You see, it was bound to happen. Canadian Airlines with its free-living Western spirit was doomed to fail since day one. Don’t believe me? Try setting up your own military. You might be able to make it better equipped or more efficient, but the red tape (that the Canadian government is good at doling out) would hold you and your men of fortune back from any long-term success. This was the same sort of situation Canadian Airlines ran up against when it started out in the 1920s as Pacific Western Airlines, Canadian Pacific Airlines (CPAir), Nordair, Eastern Provincial Airways, and Wardair Canada.

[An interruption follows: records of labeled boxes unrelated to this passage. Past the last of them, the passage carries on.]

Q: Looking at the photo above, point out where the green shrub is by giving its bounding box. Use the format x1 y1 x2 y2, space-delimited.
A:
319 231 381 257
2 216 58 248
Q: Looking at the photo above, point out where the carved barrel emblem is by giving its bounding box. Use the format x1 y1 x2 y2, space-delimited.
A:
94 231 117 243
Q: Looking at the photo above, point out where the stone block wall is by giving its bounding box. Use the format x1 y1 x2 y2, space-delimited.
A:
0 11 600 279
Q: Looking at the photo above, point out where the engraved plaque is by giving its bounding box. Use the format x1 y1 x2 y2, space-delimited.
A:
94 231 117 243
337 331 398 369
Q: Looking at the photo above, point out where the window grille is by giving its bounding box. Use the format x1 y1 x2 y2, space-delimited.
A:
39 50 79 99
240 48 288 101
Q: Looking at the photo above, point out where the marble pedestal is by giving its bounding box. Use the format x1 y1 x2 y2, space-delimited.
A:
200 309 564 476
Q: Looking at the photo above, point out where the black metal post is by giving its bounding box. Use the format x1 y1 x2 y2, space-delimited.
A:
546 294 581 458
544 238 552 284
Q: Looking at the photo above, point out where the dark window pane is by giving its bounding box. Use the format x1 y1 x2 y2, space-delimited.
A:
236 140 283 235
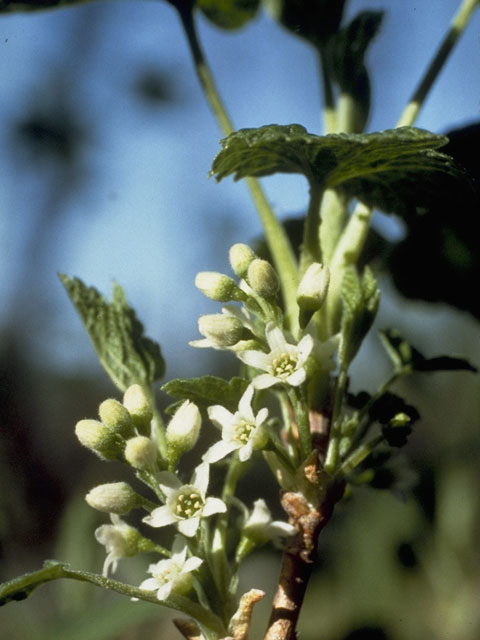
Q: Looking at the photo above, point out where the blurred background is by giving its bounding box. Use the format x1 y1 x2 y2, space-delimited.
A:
0 0 480 640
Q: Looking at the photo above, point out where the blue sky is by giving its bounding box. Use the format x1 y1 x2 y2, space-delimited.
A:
0 0 480 377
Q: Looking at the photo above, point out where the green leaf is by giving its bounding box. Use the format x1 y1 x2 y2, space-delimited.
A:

Air Canada was Ottawa’s little gosling and they’d be damned if they were going to let anybody else have a shot a flying passengers around the country. And so–like they’ve always done and always will–the government forced a pile of bureaucracy on each of the little guys. As the burden of running an airline became harder, men like Max Ward sold out to the bigger lines and got out of the business. Canadian Airlines, as a brand, was established in 1987 as it finished gobbling up smaller competitors, leaving two national carriers: itself and Air Canada.
The sad truth is, Air Canada would be in the same trouble as Canadian if it weren’t for its humble beginnings with the silver spoon full of government money crammed in its mouth.
No one has made money in the domestic airline market for 20 years. With over a dozen direct flights a day to Vancouver by each airline it’s no wonder they’re losing money at home. Canadian and Air Canada are competing so hard that they’ve run each other out of business, the difference being that Air Canada still has money. When Air Canada privatized, they faced virtually none of the start-up costs that ran into the millions for Canadian.
Luckily for them, however, their day has come and now they wait for Canadian to rollover and say, "we quit." So what does this mean for the cost conscious student traveller? Not much, really. There are still competitors fighting over air superiority and, chances are, there will still be seat sales.
Don’t get me wrong, I’m disappointed by the loss of a corporate headquarters here in Calgary, but I’m not going to lose sleep over it. The airline industry has a lot more going for it than Canadian and Air Canada. There are several international charter companies that fly as often as the scheduled airlines, and WestJet airlines will surely be pushing eastward as Air Canada sets up its own discount airline in Hamilton. Look on the bright side, WestJet is a company with its roots in Calgary and it will probably soak up the best of Canadian, once the dust has settled.
So really we’re getting back to the basics: a profitable domestic airline with some outside competition, a profitable international airline with a few competitors and satisfied consumers who still have a choice. Now that’s what I call a bargain.